The next map displays a very different set of dynamics. Where unemployment provides an indication into the mismatch between the civilian population able and willing to work and the supply of jobs, employment growth is actually quite different. At the macro-level, employment growth reflects demographic change, business sentiment, consumer preferences, the savings rate, and there is also an important sectoral component.

This difference in the underlying dynamics explains why unemployment can remain very high, such as in the California Central Valley area, while employment growth is actually expanding. We require more regional- and sectoral-specific data to test whether this discrepancy arises from a skills mismatch (for example, a hypothesis could be that professional or information sectors are expanding while the construction or agriculture industries continue to contract, leaving the comparatively under-skilled workers in the latter unprepared for work in the former) or perhaps because of austerity measures that rationalized the public sector, or perhaps some other hypothesis.

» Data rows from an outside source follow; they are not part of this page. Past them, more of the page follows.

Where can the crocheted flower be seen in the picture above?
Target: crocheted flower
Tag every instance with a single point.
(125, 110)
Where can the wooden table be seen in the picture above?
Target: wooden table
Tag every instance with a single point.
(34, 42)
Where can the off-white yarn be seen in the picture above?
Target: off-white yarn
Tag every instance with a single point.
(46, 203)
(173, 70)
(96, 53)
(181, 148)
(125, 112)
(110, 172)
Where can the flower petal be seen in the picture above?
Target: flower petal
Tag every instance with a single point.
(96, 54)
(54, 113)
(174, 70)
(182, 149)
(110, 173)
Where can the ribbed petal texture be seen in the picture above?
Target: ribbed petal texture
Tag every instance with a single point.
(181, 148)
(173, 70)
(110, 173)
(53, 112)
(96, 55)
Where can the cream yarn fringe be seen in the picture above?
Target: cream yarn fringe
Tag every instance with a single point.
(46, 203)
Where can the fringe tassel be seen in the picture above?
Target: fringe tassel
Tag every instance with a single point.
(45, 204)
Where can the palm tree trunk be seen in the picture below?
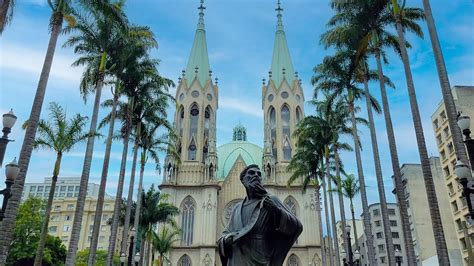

At the very least, we have a reinforced sense of the regional patterns of growth and contraction. Texas, Louisiana, and, to an extent, Oklahoma are growing–this region is one of the main sites of the mineral extraction-natural gas-shale fracking boom of the last few years. The former industrial heartlands continue their long-term process of collapse. The greater New York area registers a contraction, although it seems the worst of it was pushed to the more peripheral areas in New Jersey, Pennsylvania, and the New York suburbs as opposed to the core area. The Washington, DC area–dare we go so far as to include Richmond, VA here?–is booming, so at least austerity has been good to some people.


Bottom line

There are two chief points I’d like to make, unrelated to the specific content of the maps. First, I think one of the next steps is a set of exploratory econometric analyses that can test the effect of states, proximity between metropolitan areas, industrial structure, and metro-level real estate and housing market distress during the Great Crash of 2007-2009. Cluster-based analytical techniques would also be a useful way of identifying patterns, although neither econometric analysis nor cluster techniques reveal much in the way of explanation.

Second, to get at the causes of differential economic performance would require a series of case studies. An appropriate scale for such case studies, I suggest, is “regional”: not necessarily an entire state, but not necessarily only the areas within a state. Again, cluster-based techniques might be a good first step in deciding which areas are similar or distinct enough to merit study as a group. Interestingly, the Federal Reserve regional banks are a fairly reliable source of this kind of study–each Fed region is composed of three or so states, and every now and then their economists produce a report of regional conditions.